Birational Geometry and Hodge Theory

双有理几何和霍奇理论

• 批准号: 0500659
• 负责人: Donu Arapura
• 金额: --
• 依托单位: Purdue University
• 依托单位国家: 美国
• 项目类别: Continuing Grant
• 财政年份: 2005
• 资助国家: 美国
• 起止时间: 2005-06-01 至 2009-05-31
• 项目状态: 已结题
• 来源: https://www.nsf.gov/awardsearch/showAward?AWD_ID=0500659&HistoricalAwards=false
• 关键词: Birational; Geometry; Hodge; Theory

The project will be broken into various subprojects in algebraicgeometry. In the first subproject, Arapura intends to study vanishingtheorems, which are very roughly a collection of techniques forcontrolling homological invariants. In the second subproject, Arapuraintends to study some problems related to the Hodge conjecture, whichpredicts that certain homological entities called Hodge classes can berealized in a geometric way. In the fifth subproject, Matsuki plans tostudy the homological aspects of the minimal model program, and alsoto study the automorphisms of the three dimensional space. Severalsubproject involve finding good models, or resolutions, for varietiesand maps between them. For maps this can be formulated more preciselyas the toroidalization problem, and this will be studied by Matsuki inthe fourth subproject. Finding good models for a variety amounts toresolution of singularities. Various aspects of the problem will bestudied by Matsuki and Wlodarczyk in the seventh subproject. Inparticular, Wlodarczyk has found a simplified algorithm forresolutions of singularities in characteristic zero, which he plans torefine. In the eighth project, Wlodarczyk will further develop histheory of stratified toroidal varieties, which extends the theory oftoroidal embeddings.Algebraic varieties are basic objects in mathematics; they are sets ofsolutions of systems of algebraic equations. They have foundapplications in areas as diverse as mathematical physics andcryptography. The goal of this project is to further the understandingof these objects. A standard technique involves expressing the objectsby their homological invariants, which are usually more accessible andoften computable. Some of the subproject involve this approach. Theremaining subproject involves finding good models for algebraicvarieties.
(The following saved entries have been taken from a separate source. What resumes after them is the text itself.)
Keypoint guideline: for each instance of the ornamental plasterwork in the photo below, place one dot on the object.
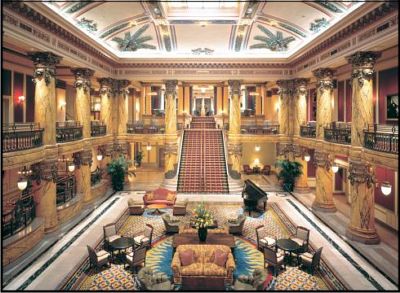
(363, 65)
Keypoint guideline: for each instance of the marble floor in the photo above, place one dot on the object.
(50, 270)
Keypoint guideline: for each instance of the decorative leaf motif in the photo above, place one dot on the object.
(134, 42)
(273, 42)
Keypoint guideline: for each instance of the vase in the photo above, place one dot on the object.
(202, 234)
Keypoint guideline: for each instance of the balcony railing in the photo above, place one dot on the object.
(68, 131)
(20, 214)
(95, 176)
(307, 131)
(66, 189)
(382, 138)
(338, 133)
(97, 128)
(21, 136)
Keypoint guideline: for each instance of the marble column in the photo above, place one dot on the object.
(324, 183)
(234, 111)
(106, 95)
(324, 99)
(82, 161)
(45, 93)
(300, 104)
(362, 100)
(122, 101)
(286, 89)
(82, 84)
(46, 207)
(362, 213)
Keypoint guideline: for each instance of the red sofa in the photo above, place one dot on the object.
(160, 196)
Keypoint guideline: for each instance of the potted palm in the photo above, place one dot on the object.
(202, 219)
(288, 173)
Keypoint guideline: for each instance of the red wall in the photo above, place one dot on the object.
(388, 84)
(383, 174)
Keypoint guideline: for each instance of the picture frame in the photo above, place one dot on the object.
(392, 107)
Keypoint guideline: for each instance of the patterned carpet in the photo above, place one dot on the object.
(247, 257)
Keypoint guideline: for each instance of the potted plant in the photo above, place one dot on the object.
(288, 173)
(117, 170)
(139, 158)
(202, 219)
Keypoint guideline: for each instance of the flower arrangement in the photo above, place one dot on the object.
(202, 217)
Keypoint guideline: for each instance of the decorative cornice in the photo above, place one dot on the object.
(324, 78)
(360, 173)
(234, 85)
(363, 65)
(45, 65)
(82, 78)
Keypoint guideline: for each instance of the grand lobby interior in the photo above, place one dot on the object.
(200, 145)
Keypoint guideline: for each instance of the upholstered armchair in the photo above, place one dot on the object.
(236, 226)
(137, 257)
(247, 170)
(145, 238)
(110, 234)
(258, 281)
(264, 239)
(274, 259)
(153, 281)
(301, 238)
(171, 225)
(98, 259)
(311, 261)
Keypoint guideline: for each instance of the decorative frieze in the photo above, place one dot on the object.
(363, 65)
(45, 65)
(82, 78)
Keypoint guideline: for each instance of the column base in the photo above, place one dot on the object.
(362, 235)
(324, 207)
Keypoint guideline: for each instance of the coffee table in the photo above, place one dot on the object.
(156, 208)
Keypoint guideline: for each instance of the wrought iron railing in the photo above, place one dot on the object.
(95, 176)
(337, 135)
(382, 138)
(20, 214)
(68, 131)
(66, 189)
(307, 131)
(97, 128)
(21, 136)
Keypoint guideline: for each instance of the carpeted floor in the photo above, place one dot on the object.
(247, 257)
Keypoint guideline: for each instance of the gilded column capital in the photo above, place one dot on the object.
(234, 85)
(301, 85)
(82, 78)
(360, 172)
(363, 65)
(321, 159)
(286, 86)
(170, 87)
(324, 78)
(45, 65)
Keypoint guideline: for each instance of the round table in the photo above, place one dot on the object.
(287, 245)
(122, 243)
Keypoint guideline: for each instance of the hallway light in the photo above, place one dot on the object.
(386, 188)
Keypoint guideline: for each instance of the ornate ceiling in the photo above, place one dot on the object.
(202, 29)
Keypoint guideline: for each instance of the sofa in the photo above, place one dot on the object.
(203, 271)
(160, 196)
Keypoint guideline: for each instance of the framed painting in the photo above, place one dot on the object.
(392, 107)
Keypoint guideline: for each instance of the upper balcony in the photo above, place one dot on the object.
(382, 138)
(338, 132)
(68, 131)
(21, 136)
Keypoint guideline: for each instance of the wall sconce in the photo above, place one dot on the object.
(23, 179)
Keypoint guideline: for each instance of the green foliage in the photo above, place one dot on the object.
(117, 169)
(289, 172)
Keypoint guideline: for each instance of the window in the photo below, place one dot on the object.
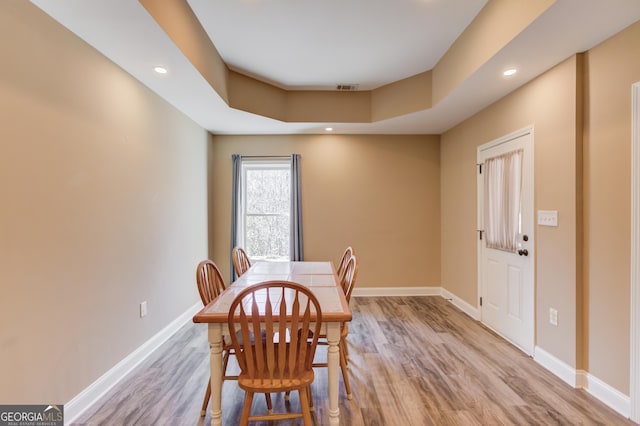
(265, 224)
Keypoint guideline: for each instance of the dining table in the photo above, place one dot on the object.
(321, 278)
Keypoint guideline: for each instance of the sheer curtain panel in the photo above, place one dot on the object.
(297, 252)
(502, 195)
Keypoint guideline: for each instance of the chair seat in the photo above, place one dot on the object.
(275, 385)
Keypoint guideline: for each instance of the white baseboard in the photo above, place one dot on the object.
(395, 291)
(465, 307)
(81, 402)
(605, 393)
(558, 367)
(613, 398)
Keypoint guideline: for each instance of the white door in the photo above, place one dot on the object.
(506, 281)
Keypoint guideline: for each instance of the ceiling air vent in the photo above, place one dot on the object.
(347, 87)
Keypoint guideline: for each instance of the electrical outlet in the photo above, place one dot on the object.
(553, 316)
(548, 217)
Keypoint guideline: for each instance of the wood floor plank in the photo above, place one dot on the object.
(412, 361)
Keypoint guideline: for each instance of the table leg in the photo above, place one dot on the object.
(333, 363)
(215, 345)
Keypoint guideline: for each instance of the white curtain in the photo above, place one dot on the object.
(502, 195)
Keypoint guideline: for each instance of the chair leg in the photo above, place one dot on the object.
(345, 375)
(345, 348)
(267, 397)
(246, 410)
(225, 362)
(207, 395)
(304, 405)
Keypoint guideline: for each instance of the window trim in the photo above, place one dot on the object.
(261, 164)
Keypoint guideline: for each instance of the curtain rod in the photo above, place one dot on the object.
(265, 156)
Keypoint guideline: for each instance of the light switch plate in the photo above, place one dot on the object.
(548, 217)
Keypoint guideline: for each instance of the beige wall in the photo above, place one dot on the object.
(586, 281)
(612, 68)
(547, 103)
(377, 193)
(103, 194)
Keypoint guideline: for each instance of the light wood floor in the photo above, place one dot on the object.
(414, 361)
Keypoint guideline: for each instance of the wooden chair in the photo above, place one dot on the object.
(278, 359)
(210, 285)
(347, 282)
(344, 259)
(241, 262)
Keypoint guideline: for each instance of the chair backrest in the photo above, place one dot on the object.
(241, 262)
(274, 316)
(348, 252)
(348, 279)
(210, 282)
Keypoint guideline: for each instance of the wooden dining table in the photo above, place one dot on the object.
(323, 281)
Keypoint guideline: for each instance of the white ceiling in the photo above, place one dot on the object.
(304, 44)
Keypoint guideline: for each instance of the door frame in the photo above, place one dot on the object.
(634, 344)
(529, 130)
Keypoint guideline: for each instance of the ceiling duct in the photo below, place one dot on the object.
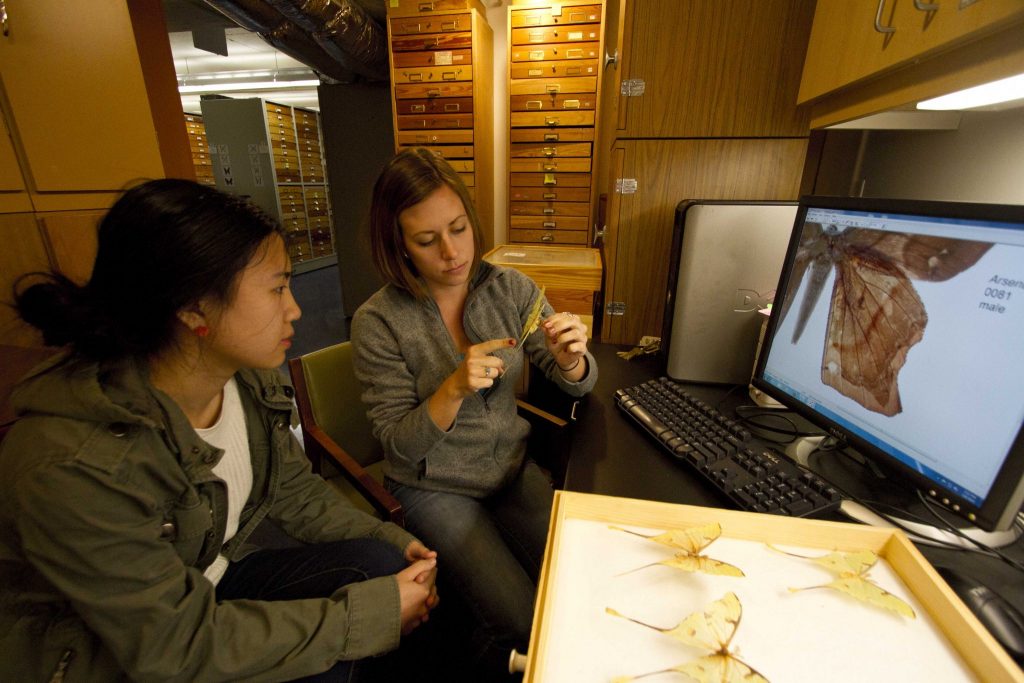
(337, 38)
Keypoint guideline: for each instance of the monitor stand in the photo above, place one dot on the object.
(802, 450)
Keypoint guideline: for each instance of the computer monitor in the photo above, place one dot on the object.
(898, 327)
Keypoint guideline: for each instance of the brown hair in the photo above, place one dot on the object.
(408, 179)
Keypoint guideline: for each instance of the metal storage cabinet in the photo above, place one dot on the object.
(554, 73)
(441, 60)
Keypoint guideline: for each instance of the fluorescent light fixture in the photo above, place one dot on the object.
(982, 95)
(252, 85)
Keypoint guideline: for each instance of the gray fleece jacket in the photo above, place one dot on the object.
(402, 354)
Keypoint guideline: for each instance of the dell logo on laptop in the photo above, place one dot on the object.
(749, 301)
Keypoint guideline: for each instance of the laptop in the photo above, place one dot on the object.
(726, 259)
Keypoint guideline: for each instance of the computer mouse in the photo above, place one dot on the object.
(1004, 621)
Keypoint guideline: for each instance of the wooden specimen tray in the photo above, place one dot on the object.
(809, 635)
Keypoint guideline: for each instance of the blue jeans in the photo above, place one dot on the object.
(312, 571)
(489, 550)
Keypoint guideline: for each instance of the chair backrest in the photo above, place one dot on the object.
(336, 403)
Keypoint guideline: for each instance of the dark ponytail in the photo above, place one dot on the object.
(163, 246)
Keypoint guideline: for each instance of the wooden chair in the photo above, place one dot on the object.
(332, 414)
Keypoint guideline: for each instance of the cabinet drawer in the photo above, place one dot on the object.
(584, 100)
(449, 151)
(421, 91)
(432, 74)
(550, 180)
(549, 209)
(556, 52)
(553, 86)
(414, 122)
(417, 7)
(549, 193)
(559, 69)
(431, 24)
(549, 237)
(550, 222)
(550, 150)
(433, 58)
(551, 119)
(435, 136)
(443, 41)
(434, 105)
(551, 135)
(568, 34)
(556, 15)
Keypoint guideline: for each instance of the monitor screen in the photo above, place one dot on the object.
(899, 327)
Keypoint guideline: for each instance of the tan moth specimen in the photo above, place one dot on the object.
(851, 578)
(876, 315)
(710, 630)
(691, 542)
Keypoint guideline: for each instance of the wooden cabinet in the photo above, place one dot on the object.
(84, 114)
(700, 104)
(200, 147)
(554, 72)
(441, 61)
(853, 41)
(273, 154)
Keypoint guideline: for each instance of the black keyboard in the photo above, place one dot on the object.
(754, 476)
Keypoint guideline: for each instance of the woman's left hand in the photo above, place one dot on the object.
(565, 336)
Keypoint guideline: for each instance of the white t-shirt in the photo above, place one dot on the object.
(236, 467)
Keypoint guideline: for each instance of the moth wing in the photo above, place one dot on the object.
(845, 563)
(720, 669)
(866, 591)
(713, 628)
(704, 564)
(875, 318)
(691, 540)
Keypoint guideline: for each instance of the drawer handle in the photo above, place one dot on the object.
(878, 19)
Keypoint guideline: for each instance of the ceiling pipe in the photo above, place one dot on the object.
(337, 38)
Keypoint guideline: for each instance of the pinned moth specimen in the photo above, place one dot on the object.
(534, 319)
(691, 542)
(851, 578)
(876, 314)
(711, 630)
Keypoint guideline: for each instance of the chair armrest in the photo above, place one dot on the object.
(317, 440)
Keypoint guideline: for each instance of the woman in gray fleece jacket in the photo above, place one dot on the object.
(438, 352)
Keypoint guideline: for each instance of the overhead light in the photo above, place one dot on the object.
(995, 92)
(251, 85)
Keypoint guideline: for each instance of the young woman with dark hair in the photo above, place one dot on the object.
(438, 352)
(148, 454)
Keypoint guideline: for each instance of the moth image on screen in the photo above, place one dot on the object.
(876, 314)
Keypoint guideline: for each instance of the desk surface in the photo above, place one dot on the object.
(612, 456)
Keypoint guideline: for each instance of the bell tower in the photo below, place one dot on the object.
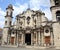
(55, 10)
(8, 23)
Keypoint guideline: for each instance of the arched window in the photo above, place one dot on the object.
(56, 2)
(58, 15)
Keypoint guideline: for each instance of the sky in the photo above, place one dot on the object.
(21, 5)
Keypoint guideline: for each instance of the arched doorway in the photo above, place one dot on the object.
(28, 39)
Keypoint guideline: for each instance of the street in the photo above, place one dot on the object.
(19, 48)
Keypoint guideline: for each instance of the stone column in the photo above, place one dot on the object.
(32, 39)
(42, 39)
(17, 40)
(38, 38)
(52, 39)
(22, 38)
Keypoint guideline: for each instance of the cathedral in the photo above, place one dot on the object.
(32, 27)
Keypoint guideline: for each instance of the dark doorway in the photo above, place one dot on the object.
(28, 39)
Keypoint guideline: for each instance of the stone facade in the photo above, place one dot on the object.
(32, 28)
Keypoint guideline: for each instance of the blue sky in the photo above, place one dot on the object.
(21, 5)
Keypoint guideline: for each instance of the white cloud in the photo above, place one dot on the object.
(34, 4)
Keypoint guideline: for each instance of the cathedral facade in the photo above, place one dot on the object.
(32, 27)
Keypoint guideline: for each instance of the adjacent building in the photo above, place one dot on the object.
(32, 27)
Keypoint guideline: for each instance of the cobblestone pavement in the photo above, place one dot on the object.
(19, 48)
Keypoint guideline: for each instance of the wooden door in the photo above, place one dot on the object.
(47, 40)
(12, 40)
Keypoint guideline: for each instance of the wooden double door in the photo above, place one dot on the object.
(12, 40)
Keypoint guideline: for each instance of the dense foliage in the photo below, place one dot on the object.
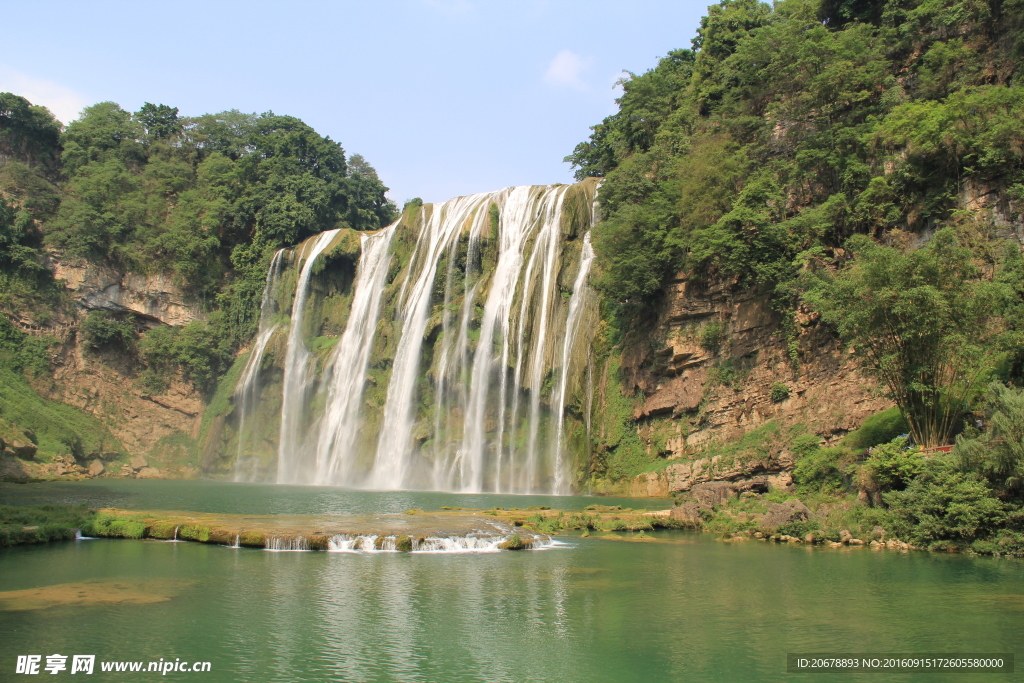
(788, 128)
(205, 199)
(925, 319)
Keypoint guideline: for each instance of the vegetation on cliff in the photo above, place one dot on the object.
(788, 128)
(863, 161)
(206, 200)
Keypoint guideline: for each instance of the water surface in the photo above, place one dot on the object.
(682, 607)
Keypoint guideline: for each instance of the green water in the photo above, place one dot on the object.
(255, 499)
(684, 607)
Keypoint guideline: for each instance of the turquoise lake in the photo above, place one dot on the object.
(679, 606)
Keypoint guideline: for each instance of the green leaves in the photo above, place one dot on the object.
(923, 318)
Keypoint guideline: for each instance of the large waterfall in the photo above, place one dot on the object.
(448, 351)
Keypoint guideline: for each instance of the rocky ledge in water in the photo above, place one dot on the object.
(414, 530)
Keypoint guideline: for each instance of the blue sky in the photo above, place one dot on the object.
(444, 97)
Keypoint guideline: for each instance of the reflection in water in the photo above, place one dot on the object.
(591, 611)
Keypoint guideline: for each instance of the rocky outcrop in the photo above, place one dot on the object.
(111, 391)
(784, 513)
(153, 297)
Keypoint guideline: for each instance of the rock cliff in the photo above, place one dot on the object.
(716, 369)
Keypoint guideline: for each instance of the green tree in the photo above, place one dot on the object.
(103, 132)
(28, 133)
(998, 452)
(160, 121)
(923, 319)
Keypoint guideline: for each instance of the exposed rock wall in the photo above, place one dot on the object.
(707, 366)
(154, 297)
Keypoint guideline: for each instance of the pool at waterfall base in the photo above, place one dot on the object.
(666, 606)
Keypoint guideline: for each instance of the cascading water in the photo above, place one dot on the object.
(465, 341)
(247, 389)
(577, 306)
(347, 368)
(297, 367)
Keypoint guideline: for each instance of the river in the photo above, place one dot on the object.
(674, 606)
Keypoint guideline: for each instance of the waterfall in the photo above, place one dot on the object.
(347, 368)
(468, 319)
(297, 366)
(247, 389)
(394, 447)
(568, 338)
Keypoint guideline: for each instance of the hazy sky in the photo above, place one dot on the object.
(444, 97)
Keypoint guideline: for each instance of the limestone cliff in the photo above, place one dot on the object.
(714, 368)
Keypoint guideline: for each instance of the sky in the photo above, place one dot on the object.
(443, 97)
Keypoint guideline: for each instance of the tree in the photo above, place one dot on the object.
(924, 319)
(160, 121)
(104, 131)
(28, 133)
(998, 452)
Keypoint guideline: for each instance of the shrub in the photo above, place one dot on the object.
(779, 392)
(997, 453)
(880, 428)
(944, 505)
(821, 469)
(711, 336)
(892, 466)
(100, 329)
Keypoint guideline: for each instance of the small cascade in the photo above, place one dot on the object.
(297, 366)
(460, 544)
(287, 544)
(342, 543)
(247, 389)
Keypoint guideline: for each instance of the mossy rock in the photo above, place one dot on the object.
(317, 542)
(199, 532)
(514, 542)
(221, 537)
(252, 540)
(161, 530)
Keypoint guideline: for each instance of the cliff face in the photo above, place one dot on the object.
(105, 384)
(153, 298)
(721, 387)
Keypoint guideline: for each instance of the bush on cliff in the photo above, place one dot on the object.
(944, 507)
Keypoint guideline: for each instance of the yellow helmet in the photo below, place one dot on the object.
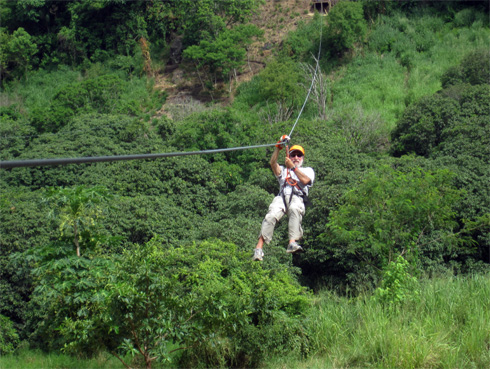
(297, 148)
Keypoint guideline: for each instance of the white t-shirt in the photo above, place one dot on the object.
(309, 172)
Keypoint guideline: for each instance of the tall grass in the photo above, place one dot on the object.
(34, 359)
(403, 62)
(448, 327)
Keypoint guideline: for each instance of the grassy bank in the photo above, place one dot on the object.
(447, 326)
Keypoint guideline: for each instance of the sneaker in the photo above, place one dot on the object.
(293, 248)
(258, 255)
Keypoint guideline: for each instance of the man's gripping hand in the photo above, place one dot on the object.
(282, 141)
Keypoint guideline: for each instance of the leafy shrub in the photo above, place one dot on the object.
(303, 41)
(387, 215)
(9, 337)
(278, 82)
(346, 26)
(473, 69)
(207, 299)
(420, 129)
(397, 285)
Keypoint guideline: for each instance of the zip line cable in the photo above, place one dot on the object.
(313, 79)
(97, 159)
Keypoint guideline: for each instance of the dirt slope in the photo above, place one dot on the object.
(275, 17)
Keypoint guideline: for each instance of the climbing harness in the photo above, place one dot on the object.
(295, 190)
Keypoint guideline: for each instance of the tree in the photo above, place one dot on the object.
(77, 208)
(156, 299)
(346, 26)
(224, 55)
(393, 213)
(20, 51)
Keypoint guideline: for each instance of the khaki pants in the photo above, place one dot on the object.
(295, 212)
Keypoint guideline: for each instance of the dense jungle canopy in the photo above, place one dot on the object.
(98, 256)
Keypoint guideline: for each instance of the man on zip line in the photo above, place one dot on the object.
(294, 183)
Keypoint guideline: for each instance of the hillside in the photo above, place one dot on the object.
(149, 261)
(275, 18)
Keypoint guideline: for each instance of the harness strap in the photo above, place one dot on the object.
(292, 182)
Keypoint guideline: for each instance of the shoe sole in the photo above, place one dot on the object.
(297, 251)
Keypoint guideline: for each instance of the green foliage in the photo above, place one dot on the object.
(346, 26)
(101, 95)
(9, 338)
(226, 53)
(473, 69)
(279, 82)
(446, 326)
(207, 298)
(69, 299)
(420, 129)
(298, 43)
(201, 18)
(77, 209)
(16, 55)
(397, 285)
(387, 215)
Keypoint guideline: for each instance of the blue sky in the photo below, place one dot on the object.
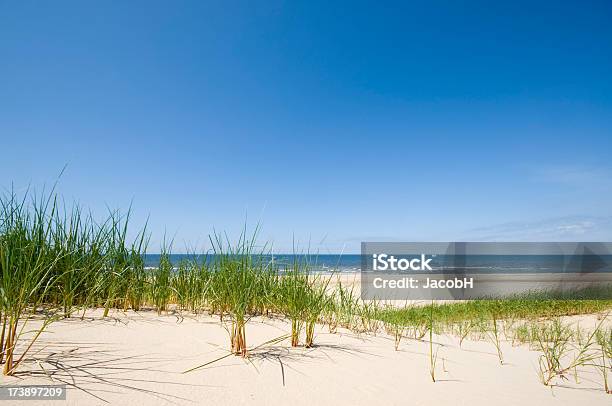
(330, 124)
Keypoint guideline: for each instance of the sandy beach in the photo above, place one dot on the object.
(139, 358)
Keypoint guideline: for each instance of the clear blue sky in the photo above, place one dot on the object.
(329, 123)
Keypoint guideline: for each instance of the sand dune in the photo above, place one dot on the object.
(138, 358)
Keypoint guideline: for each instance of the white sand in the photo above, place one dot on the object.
(138, 359)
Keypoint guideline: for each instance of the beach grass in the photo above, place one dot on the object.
(57, 261)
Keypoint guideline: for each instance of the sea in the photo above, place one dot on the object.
(352, 263)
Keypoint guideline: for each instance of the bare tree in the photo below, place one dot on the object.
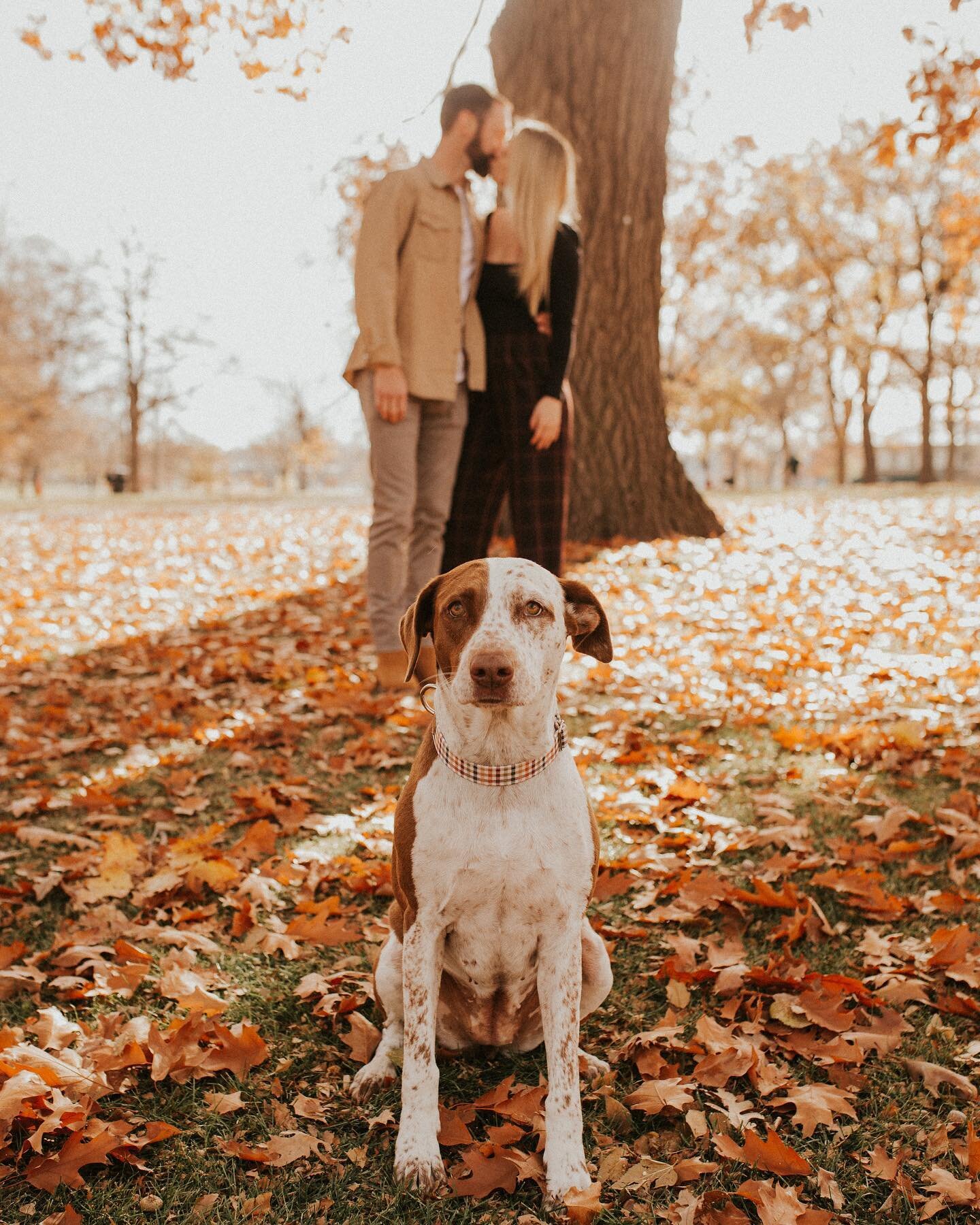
(48, 352)
(148, 355)
(604, 78)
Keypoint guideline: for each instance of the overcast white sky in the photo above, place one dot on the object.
(234, 189)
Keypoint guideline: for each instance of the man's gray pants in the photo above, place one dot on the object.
(413, 471)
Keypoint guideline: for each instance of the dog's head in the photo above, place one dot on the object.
(499, 627)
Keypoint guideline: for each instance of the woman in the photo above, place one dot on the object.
(519, 438)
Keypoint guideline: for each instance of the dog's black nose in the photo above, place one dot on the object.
(490, 669)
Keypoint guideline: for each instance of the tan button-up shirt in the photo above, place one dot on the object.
(407, 284)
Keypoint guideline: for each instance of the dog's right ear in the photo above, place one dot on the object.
(416, 623)
(586, 621)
该项目将被分成代数几何的各个子项目。在第一个子项目中，阿拉普拉打算研究消失定理，这是一组非常粗略的控制同调不变量的技术。在第二个子项目中，AraPurainn倾向于研究与Hodge猜想有关的一些问题，该猜想预测某些被称为Hodge类的同调实体可以以几何方式实现。在第五个子项目中，Matsuki计划研究最小模型程序的同调方面，并研究三维空间的自同构。有几个子项目涉及到为各种不同和它们之间的地图寻找好的模型或分辨率。对于地图，这可以更准确地表述为环面问题，松木将在第四个子项目中研究这一问题。为各种模型找到好的模型相当于解决了奇点。松木和Wlodarczyk将在第七个子项目中研究这一问题的各个方面。特别是，Wlodarczyk已经找到了一种简化的算法来解决特征零点中的奇点，他计划对其进行改进。在第八个项目中，Wlodarczyk将进一步发展他的分层环状簇理论，它扩展了环状嵌入理论。代数簇是数学中的基本对象；它们是代数方程组的解的集合。它们在数学物理和密码学等领域都有广泛的应用。这个项目的目标是加深对这些物体的理解。一种标准的技术涉及到用它们的同调不变量来表示对象，这些不变量通常更容易被访问并且通常是可计算的。一些子项目涉及这一方法。维持子项目包括为代数族找到好的模型。